Start hanging from the pull-up bar using a standard grip along with keeping the momentum at bay. At the same time allow your chest to go upward to retract and depress the shoulder blades. Now, all you need to do is to bend your elbows that will help your body to move ahead by three inches and now hold the contraction for not more than a second and then relax. You can then repeat the same for around 6-10 times (as per your strength).

This exercise helps in boosting up your inner strength. Your teres and lats muscles should be strong enough to carry out this exercise while putting your body up and down. This exercise gives an excellent momentum to try other best upper body exercises and allow your blood to enter your muscles.

2) Try the Negative Reps – one of the best Exercises to improve your pull up strength

Negative Reps This exercise is good for people who are unable to do the single pull-out exercise. This exercise can help you in busting via the plateau since we know that the eccentric strength is extremely higher than concentric strength. While doing this exercise, you reach out to a point when you are unable to press the weight over the bench using your chest and thus would require a spotter to support the bar up.

Reaching the top position, you now need to reduce the bar gradually since the negative strength stored inside your body will not hamper the exercise. With the help of fast-twitch muscle fibers having negative strength is an essential resource to leverage. The exercise for your pull-up strength is when you get the chance to use the pull-up bar and reach the higher position. For doing this exercise in a correct form, you need to jump up along with bringing up your chin at the bar while you avoid the free-flowing efforts with the right control. Now, you need to start eight sets of negative stunts for around 10 seconds.

3) Hollow Hold

Hollow HoldThis is one of the best exercises to improve your pull up the strength for giving your body the required strength. This exercise helps you in practicing the right pull-up position, which can further engage your back and core strength, but make sure you do not commit the mistake of allowing your hips to move forward while you hang over.

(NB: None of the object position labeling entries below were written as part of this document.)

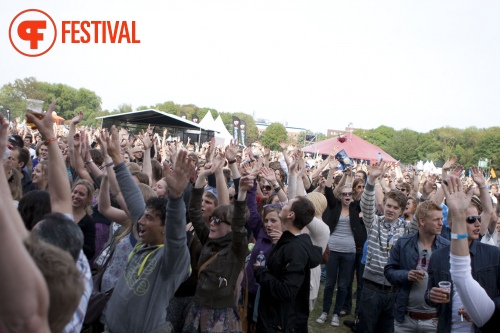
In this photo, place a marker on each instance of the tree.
(272, 136)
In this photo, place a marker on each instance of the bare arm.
(22, 283)
(59, 188)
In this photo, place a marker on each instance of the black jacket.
(285, 284)
(332, 214)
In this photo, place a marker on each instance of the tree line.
(407, 146)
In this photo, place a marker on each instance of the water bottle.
(261, 259)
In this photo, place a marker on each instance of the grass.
(314, 327)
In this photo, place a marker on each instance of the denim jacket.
(403, 258)
(485, 263)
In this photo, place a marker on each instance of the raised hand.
(113, 146)
(178, 178)
(232, 150)
(478, 177)
(449, 163)
(268, 174)
(46, 124)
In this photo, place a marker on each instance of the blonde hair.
(319, 202)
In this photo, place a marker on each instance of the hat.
(137, 149)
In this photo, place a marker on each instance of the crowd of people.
(105, 231)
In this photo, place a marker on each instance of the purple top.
(263, 241)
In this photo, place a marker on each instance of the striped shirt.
(381, 236)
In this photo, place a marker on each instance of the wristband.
(459, 236)
(50, 140)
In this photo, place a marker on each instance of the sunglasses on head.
(276, 205)
(216, 220)
(473, 219)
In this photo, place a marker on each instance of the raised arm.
(22, 283)
(368, 198)
(146, 161)
(176, 255)
(59, 187)
(131, 192)
(484, 196)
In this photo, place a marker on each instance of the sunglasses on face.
(276, 205)
(473, 219)
(216, 220)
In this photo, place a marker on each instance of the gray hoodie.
(139, 302)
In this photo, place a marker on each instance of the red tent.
(353, 145)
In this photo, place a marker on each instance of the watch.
(459, 236)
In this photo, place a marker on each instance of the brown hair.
(319, 202)
(90, 193)
(424, 208)
(397, 196)
(64, 281)
(16, 188)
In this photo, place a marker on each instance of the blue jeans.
(377, 310)
(359, 268)
(340, 265)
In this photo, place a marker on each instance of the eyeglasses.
(276, 205)
(216, 220)
(423, 263)
(473, 219)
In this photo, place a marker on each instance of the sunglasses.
(216, 220)
(276, 205)
(473, 219)
(423, 263)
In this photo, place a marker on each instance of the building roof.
(354, 146)
(151, 117)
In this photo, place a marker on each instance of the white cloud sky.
(316, 64)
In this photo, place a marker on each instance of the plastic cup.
(35, 107)
(446, 286)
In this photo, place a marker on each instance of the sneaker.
(322, 318)
(335, 320)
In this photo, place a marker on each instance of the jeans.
(377, 310)
(359, 268)
(339, 266)
(419, 326)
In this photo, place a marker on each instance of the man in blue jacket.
(407, 268)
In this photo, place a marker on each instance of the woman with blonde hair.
(40, 175)
(16, 189)
(81, 199)
(319, 233)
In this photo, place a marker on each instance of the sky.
(317, 65)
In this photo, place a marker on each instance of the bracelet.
(50, 140)
(459, 236)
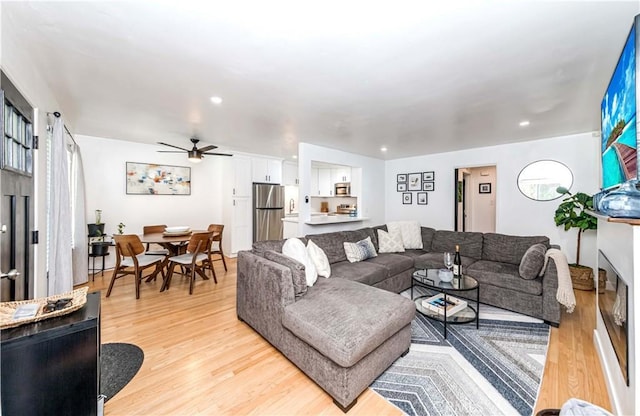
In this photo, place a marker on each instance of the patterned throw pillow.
(410, 231)
(319, 258)
(359, 251)
(390, 242)
(295, 249)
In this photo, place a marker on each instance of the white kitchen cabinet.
(290, 174)
(265, 170)
(341, 174)
(314, 189)
(241, 225)
(241, 176)
(325, 184)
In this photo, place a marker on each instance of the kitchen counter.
(333, 219)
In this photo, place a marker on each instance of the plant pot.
(100, 248)
(581, 277)
(95, 230)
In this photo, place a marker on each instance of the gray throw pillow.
(298, 274)
(532, 261)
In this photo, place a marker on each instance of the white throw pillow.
(319, 259)
(295, 249)
(362, 250)
(389, 243)
(410, 231)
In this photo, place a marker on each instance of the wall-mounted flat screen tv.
(619, 123)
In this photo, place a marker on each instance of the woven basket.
(581, 277)
(7, 309)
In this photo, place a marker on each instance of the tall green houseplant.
(571, 213)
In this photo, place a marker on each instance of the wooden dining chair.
(216, 245)
(132, 260)
(152, 229)
(194, 260)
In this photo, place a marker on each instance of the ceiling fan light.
(194, 156)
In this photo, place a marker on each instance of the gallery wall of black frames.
(420, 183)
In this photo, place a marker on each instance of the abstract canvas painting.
(152, 179)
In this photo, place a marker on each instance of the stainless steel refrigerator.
(268, 211)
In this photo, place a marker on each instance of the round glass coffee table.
(458, 311)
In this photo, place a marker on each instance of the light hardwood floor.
(199, 359)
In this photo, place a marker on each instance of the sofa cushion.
(364, 272)
(504, 275)
(412, 253)
(331, 243)
(360, 250)
(342, 319)
(319, 259)
(532, 261)
(389, 242)
(298, 275)
(259, 247)
(394, 263)
(470, 243)
(508, 248)
(296, 249)
(410, 230)
(427, 237)
(435, 260)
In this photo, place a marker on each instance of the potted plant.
(572, 213)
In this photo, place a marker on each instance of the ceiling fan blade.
(207, 148)
(170, 145)
(217, 154)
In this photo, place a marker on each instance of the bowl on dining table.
(177, 229)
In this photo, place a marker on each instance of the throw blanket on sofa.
(565, 294)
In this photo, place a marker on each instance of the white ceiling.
(415, 76)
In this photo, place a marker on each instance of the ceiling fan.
(194, 155)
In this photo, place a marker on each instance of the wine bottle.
(457, 264)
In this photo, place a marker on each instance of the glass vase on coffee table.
(429, 279)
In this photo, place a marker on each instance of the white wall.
(104, 163)
(367, 183)
(482, 214)
(27, 78)
(515, 213)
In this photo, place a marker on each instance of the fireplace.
(614, 308)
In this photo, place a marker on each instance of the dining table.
(173, 242)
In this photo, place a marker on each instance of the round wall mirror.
(539, 180)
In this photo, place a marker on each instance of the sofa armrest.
(264, 289)
(550, 306)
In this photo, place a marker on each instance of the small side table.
(91, 256)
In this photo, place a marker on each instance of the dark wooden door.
(16, 194)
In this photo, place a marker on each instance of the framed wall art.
(414, 182)
(153, 179)
(485, 188)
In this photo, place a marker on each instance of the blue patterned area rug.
(494, 370)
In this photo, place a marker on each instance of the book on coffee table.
(438, 304)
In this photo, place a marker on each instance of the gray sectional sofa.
(343, 332)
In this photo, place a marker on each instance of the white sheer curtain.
(80, 244)
(60, 258)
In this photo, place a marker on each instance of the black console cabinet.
(52, 367)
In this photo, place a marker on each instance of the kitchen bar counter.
(333, 219)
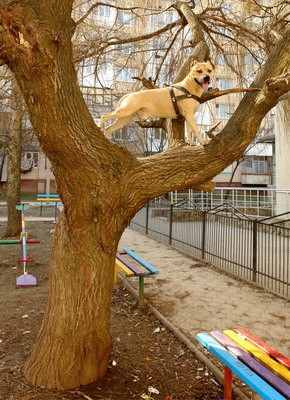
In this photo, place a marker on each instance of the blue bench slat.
(264, 372)
(140, 260)
(131, 266)
(241, 370)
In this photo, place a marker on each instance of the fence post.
(255, 231)
(147, 218)
(170, 223)
(203, 235)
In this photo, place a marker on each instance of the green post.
(141, 291)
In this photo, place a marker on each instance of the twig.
(211, 135)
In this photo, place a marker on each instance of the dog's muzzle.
(205, 81)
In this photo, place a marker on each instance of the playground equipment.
(25, 279)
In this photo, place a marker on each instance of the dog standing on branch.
(182, 98)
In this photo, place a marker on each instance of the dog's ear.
(209, 62)
(193, 63)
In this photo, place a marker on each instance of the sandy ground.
(196, 297)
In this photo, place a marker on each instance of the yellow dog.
(181, 98)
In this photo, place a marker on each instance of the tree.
(101, 184)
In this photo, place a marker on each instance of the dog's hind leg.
(117, 125)
(103, 119)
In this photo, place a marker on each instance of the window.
(126, 74)
(225, 84)
(159, 44)
(253, 58)
(256, 165)
(161, 19)
(224, 110)
(32, 158)
(126, 48)
(126, 18)
(223, 59)
(224, 33)
(102, 12)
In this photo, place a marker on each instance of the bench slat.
(241, 370)
(136, 271)
(124, 268)
(265, 347)
(265, 373)
(147, 265)
(48, 195)
(259, 355)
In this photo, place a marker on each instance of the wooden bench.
(262, 368)
(52, 200)
(131, 264)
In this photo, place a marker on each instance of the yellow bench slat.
(259, 355)
(124, 268)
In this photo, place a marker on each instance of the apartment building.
(106, 76)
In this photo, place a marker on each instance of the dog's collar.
(187, 94)
(175, 99)
(196, 81)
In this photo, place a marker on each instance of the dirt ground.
(146, 357)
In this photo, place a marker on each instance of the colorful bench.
(49, 200)
(131, 264)
(262, 368)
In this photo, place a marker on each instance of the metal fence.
(252, 249)
(255, 201)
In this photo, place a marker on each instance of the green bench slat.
(140, 260)
(258, 368)
(238, 368)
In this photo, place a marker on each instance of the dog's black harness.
(175, 99)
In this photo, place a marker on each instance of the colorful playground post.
(25, 279)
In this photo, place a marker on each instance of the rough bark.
(101, 185)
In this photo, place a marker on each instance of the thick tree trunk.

When it comes to laying over the floor, make sure you extend your ears and arms. All you need to do is to lift your legs over the floor along with your arms above your head and at the same time allow yourself to hold in a hollow position.

4) Try the Hanging Hold

This exercise is also one of the best exercises to improve your pull up the strength, which helps in practicing the bottom movement along with adding up the grip strength. This pull-up exercise helps in regulating the control.  Now, let’s check the right way of doing it. Make your shoulder in a relaxed state using a bar and then pull your shoulder towards the ground level and at the same time squeeze away the later inside the reverse shrug.

5) Try Hinged Row

Try Hinged RowThe other popular exercise for your pull-up is to try the bent-over row. For this you need you are needed to use both the hands at the same time, to get the best results. While doing this exercise, make sure you hold the dumbbell correctly. Just bend over it slightly using your knees with a slight bend at the back. Now you need to pull the dumbbells over the chest and slowly and steadily allow the backdown. That’s it!

6) The Deep Low Row

This move will help your body to experience resistance. This will assist in engaging your back while you are trying to pull it. This will even help in enhancing your grip strength while you hold the bar during your entire workout session. The people who are well versed with this exercise often use TRX while for the novices, carrying out the exercise with a bar over the squat rack is a comfortable choice. For holding the TRX handles correctly, you need first to lean back and then walk ahead till you find your body reaching to 45-degree angle. Make sure you also engage your core by making your back (spine) stable and then allow your chest to fall over your hands.

Final Words

Pull-up exercises are the best way to add strength to different parts of your body. And hence the experts rightly claim that one cannot find any alternative to pull-ups exercises as these can give you more in little time provided you remain consistent and committed. The above are some of the effective pull-up exercises that help you in getting the best results. Try them out and share your experiences as well with us to allow people to see inspiration from you!